ずっと焦がれ続けたこの唇から1ミリだって離れたくない! 息継ぎのタイミングすら惜しんで、互いの角度を変えながら貪るように舌を絡め合う。
智もまた、オレの背中にしがみつくように腕を回し、少しでも密着しようと身を擦り寄せてくる。チュ、ジュル……と、激しく唾液が混ざり合う水音だけが、静かな寝室に生々しく響き渡った。
息も絶え絶えになりながら深くキスを交わしつつ、オレの手は智の平らな腹を撫で下ろし、ついに彼の熱の源へと辿り着く。
「んんっ! ぁ、……っ」
智の逸物は、彼が顔を真っ赤にして見せている恥じらいとは裏腹に、すでに限界まで怒張しきっていた。
ビクン、ビクンと脈打つたびに、勢いよく自身の腹をぺちりと叩くほどに反り上がり、はち切れんばかりにパンパンに張り詰めている。太い血管が網の目のようにくっきりと浮き出たその凶暴なまでの熱と硬さは、彼がいかに深く興奮し、オレを求めてくれているかを雄弁に物語っていた。

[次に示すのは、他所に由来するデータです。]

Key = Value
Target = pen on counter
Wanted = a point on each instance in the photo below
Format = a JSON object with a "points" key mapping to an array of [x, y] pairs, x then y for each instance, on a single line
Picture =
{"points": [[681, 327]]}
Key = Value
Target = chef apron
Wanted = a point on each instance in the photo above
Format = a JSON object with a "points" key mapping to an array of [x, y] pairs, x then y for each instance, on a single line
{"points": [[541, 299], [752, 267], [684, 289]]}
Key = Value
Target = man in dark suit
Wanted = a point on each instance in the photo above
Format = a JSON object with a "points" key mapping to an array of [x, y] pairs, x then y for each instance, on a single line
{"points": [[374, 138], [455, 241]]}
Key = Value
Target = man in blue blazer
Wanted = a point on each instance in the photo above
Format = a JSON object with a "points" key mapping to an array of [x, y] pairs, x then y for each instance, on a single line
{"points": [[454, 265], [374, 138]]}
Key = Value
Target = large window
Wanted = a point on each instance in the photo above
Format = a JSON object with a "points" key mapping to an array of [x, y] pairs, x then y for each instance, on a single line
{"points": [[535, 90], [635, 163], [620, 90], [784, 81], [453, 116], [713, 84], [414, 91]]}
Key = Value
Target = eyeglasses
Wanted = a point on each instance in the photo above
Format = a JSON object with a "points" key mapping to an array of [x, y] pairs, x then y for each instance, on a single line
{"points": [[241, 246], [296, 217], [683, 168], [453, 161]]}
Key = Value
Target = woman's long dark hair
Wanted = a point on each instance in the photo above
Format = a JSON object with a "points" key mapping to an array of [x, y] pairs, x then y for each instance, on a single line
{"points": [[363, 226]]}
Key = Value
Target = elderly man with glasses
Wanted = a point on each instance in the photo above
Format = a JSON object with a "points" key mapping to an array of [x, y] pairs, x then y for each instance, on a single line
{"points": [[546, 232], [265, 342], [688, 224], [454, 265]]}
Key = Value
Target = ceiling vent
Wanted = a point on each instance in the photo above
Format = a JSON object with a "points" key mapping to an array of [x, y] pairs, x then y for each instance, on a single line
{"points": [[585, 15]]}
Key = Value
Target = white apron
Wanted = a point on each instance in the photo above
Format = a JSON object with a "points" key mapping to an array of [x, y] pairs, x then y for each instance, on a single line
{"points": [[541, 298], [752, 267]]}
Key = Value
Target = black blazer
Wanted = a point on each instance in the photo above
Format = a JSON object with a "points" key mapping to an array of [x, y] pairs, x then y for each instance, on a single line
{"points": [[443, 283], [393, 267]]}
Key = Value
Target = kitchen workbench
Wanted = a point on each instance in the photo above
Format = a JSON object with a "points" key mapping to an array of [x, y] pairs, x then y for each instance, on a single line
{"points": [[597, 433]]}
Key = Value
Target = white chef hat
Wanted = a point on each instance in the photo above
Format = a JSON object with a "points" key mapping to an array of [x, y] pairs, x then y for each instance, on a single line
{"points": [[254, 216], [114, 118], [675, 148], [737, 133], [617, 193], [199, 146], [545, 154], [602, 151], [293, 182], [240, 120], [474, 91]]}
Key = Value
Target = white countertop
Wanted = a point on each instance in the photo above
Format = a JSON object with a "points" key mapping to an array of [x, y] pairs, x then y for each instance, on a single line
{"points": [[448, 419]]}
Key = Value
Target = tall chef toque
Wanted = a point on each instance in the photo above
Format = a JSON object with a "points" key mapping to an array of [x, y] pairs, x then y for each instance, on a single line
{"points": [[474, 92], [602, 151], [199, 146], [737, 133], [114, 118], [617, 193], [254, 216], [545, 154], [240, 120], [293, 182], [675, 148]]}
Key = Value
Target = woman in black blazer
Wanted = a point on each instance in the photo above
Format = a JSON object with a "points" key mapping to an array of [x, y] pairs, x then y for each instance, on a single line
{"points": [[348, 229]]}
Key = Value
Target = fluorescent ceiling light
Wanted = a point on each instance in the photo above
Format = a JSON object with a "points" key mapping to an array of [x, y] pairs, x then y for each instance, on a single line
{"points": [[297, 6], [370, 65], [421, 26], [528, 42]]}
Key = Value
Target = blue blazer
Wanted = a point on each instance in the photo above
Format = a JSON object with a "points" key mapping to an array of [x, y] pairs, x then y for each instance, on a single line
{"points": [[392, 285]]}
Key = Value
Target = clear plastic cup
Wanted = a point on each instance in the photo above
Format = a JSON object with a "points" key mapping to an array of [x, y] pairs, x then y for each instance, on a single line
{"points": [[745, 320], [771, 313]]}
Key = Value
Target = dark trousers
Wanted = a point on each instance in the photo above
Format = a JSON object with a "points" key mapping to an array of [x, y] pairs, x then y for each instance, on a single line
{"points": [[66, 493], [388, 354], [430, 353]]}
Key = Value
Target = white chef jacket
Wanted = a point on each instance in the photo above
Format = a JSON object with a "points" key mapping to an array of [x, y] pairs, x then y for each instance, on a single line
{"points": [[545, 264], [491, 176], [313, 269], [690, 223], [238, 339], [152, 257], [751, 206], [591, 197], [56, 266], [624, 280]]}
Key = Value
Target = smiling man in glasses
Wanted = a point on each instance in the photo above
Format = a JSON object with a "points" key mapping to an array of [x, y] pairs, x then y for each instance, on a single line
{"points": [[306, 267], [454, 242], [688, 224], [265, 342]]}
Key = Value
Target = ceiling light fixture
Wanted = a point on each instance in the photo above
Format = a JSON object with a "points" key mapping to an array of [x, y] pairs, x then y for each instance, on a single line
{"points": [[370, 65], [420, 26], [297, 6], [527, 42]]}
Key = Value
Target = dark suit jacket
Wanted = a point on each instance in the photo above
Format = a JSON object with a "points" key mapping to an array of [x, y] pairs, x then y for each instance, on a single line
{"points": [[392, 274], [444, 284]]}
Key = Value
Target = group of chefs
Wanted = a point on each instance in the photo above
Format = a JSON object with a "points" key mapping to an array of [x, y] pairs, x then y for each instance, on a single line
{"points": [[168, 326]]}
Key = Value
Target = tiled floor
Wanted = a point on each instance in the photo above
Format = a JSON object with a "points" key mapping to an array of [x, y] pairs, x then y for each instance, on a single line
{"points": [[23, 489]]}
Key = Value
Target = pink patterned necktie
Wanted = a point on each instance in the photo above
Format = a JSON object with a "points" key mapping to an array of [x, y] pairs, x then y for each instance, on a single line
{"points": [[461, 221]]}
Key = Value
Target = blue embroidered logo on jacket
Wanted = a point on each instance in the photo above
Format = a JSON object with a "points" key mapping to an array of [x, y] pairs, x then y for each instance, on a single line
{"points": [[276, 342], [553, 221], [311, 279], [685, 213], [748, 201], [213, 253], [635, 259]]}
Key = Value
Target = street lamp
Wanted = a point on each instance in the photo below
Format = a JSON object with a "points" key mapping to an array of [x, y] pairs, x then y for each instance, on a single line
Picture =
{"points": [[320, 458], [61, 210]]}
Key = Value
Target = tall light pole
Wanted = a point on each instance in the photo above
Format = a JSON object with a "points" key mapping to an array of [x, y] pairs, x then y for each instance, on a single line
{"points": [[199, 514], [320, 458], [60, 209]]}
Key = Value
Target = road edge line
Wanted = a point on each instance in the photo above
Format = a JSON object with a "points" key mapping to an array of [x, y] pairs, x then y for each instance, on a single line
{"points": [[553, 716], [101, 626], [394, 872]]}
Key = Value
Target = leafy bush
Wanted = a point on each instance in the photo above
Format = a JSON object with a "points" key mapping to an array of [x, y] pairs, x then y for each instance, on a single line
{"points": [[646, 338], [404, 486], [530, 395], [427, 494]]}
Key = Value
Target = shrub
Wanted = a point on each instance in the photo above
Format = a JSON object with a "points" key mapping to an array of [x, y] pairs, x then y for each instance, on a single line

オレのゴツゴツとしたマメだらけの手でその熱い塊をそっと包み込むと、智は「ああっ」と泣きそうな声を上げて、オレの肩に力強く顔を押し付けてきた。
オレの手は、脈打つ智の熱い昂ぶりを優しく包み込みながら、もう片方の手をゆっくりと、今まで一度も触れたことのない、夢にまで見た最奥へとそろりと伸ばしていく。
「ひっ……ぁ、っ」
まだ触れてもいないというのに、オレの指先が近づく気配を感じ取っただけで、感度のいい智は短い悲鳴のような声を上げ、ビクンと大きく体をのけぞらせた。
シーツを握りしめ、期待と恐怖がないまぜになったような切羽詰まった表情を浮かべてふるふると首を横に振る。
拒絶?
「……怖い?」
暴れ出しそうな自身の興奮を必死に押さえ込み、額に滲んだ汗を拭いながら、できるだけ優しく問いかけた。
すると智は、潤んだ瞳を揺らし、熱い吐息を漏らしながら答える。